The good news is that bringing renewable energy to those without isn’t, relatively speaking, all that expensive. The International Energy Agency estimates that providing universal access to energy could cost less than $50 billion a year — that’s one-third less than what the US spends on soft drinks every year.

In fact, two technology trends are helping to make better, affordable energy access increasingly possible: advances in ever-more-efficient (especially LED) lighting and dramatically falling costs for photovoltaics (a 65 percent drop in price over just the past two years, according to the World Economic Forum).

A new organization launched just last June aims to build on the momentum of those two trends. The Global Off-Grid Lighting Association, or GOGLA, says part of its mission is to position off-grid lighting “outside the philanthropic arena as a fully recognized industry in an important and growing market.”

In addition to companies like Philips and Osram that are already household names in lighting, GOGLA’s membership includes small solar lighting businesses like Barefoot Power, Bright Products, BrightBeam, d.light design, Fosera, Greenlight Planet, Niwa Solar, Nokero (as in, “no kerosene”), One Degree, Prakruthi Power, Sinoware, SunTransfer and WakaWaka Light.
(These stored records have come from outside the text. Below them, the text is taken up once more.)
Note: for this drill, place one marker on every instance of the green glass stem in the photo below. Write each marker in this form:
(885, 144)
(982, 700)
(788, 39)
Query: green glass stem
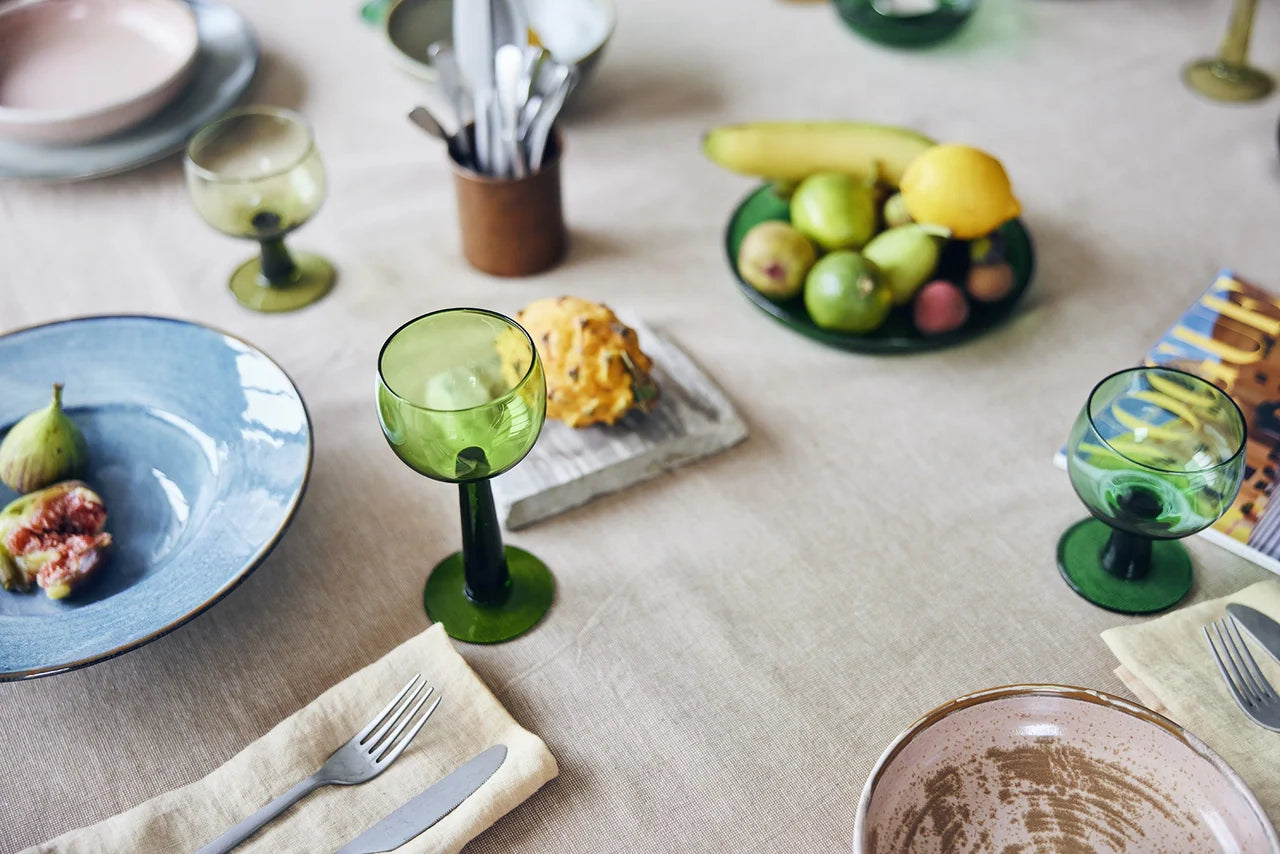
(487, 580)
(278, 265)
(1235, 44)
(1127, 556)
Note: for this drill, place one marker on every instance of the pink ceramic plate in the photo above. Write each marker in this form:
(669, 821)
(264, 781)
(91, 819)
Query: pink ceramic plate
(73, 71)
(1052, 768)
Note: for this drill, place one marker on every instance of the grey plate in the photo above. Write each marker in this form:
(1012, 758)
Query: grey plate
(224, 68)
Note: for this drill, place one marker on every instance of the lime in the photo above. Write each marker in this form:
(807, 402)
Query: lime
(844, 292)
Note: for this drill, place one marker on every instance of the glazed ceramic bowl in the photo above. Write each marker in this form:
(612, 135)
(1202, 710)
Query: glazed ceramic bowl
(572, 31)
(73, 71)
(200, 447)
(1054, 768)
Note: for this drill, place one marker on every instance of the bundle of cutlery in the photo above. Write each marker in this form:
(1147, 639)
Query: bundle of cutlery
(504, 94)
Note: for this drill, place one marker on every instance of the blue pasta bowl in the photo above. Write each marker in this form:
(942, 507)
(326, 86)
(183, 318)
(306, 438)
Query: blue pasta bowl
(200, 447)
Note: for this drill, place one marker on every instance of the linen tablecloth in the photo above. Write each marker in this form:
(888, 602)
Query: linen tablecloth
(732, 645)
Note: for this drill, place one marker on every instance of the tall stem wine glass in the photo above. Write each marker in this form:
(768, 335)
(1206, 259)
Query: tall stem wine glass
(461, 397)
(1156, 455)
(256, 173)
(1229, 77)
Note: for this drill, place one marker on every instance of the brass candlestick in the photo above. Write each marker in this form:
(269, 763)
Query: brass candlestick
(1229, 77)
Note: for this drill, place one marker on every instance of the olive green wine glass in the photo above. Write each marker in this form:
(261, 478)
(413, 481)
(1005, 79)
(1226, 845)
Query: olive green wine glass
(462, 397)
(256, 173)
(1228, 76)
(1156, 455)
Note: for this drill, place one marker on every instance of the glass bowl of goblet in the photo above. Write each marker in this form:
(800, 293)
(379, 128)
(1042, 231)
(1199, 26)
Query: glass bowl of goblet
(1156, 455)
(462, 398)
(256, 173)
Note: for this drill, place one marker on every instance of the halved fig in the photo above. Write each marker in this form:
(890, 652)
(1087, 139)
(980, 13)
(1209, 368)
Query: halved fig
(54, 538)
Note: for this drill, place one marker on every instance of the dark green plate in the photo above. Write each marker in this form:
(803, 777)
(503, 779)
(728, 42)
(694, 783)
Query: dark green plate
(897, 334)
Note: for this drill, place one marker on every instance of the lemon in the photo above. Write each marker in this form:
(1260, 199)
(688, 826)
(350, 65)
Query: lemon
(959, 187)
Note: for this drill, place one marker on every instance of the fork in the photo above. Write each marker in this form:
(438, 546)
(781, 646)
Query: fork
(1249, 688)
(366, 756)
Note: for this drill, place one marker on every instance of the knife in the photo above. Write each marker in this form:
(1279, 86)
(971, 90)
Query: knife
(1264, 629)
(423, 811)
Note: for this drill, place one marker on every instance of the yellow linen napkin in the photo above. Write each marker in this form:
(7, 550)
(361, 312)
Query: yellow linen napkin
(467, 721)
(1168, 665)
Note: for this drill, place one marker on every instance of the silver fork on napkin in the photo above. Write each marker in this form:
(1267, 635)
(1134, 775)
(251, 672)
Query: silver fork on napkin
(1249, 688)
(362, 758)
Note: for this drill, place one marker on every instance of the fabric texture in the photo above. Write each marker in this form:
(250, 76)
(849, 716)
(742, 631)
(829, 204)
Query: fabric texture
(467, 721)
(731, 645)
(1168, 665)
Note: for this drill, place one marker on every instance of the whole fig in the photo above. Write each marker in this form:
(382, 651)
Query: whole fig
(42, 448)
(55, 538)
(775, 257)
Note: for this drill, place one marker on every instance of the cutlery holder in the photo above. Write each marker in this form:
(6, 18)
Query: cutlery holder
(511, 227)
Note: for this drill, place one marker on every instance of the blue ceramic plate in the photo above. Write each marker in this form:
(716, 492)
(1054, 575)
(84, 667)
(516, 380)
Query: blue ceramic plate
(200, 447)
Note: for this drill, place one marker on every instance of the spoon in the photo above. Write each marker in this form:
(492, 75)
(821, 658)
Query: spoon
(540, 128)
(446, 64)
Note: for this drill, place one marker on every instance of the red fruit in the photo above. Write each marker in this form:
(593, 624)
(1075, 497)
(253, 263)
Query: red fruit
(940, 306)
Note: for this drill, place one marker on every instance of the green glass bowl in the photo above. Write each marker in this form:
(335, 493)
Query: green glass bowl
(867, 19)
(899, 333)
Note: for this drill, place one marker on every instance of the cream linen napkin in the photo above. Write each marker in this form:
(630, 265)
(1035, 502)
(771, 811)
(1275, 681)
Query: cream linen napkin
(467, 721)
(1168, 665)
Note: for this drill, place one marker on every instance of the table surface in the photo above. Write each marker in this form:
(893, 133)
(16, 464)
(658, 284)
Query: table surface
(718, 680)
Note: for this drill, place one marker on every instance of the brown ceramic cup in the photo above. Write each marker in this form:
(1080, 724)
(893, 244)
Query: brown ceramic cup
(512, 225)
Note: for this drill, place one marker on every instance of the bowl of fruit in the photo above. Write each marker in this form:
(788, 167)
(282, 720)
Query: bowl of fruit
(873, 238)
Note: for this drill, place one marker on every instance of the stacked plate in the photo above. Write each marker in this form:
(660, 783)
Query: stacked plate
(90, 87)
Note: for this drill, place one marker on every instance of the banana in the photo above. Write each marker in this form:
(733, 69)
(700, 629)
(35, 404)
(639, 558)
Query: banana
(787, 151)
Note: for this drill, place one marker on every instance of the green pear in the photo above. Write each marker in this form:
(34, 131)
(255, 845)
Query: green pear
(906, 256)
(835, 210)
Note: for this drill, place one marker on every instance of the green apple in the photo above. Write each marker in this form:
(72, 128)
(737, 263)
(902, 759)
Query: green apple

WakaWaka (the name means “shine-shine” or “shine bright” in Swahili, “do it, do it” in Bantu or “look, look” in Papiamento) notes on its website that a solar-powered lamp can do much more than simply provide household lighting for study and work. It immediately reduced carbon emissions, helps prevent fires and reduces a family’s spending on kerosene, the lighting fuel of choice for many people who live off the grid.

“When a family normally spends 10% to 20% of their scarce income on lighting fuels, they immediately save this when they switch to solar light,” says WakaWaka’s site. “It can be spent on food, clothing, tuition and other basic necessities, making life at the Base of the Pyramid slightly better instantly.”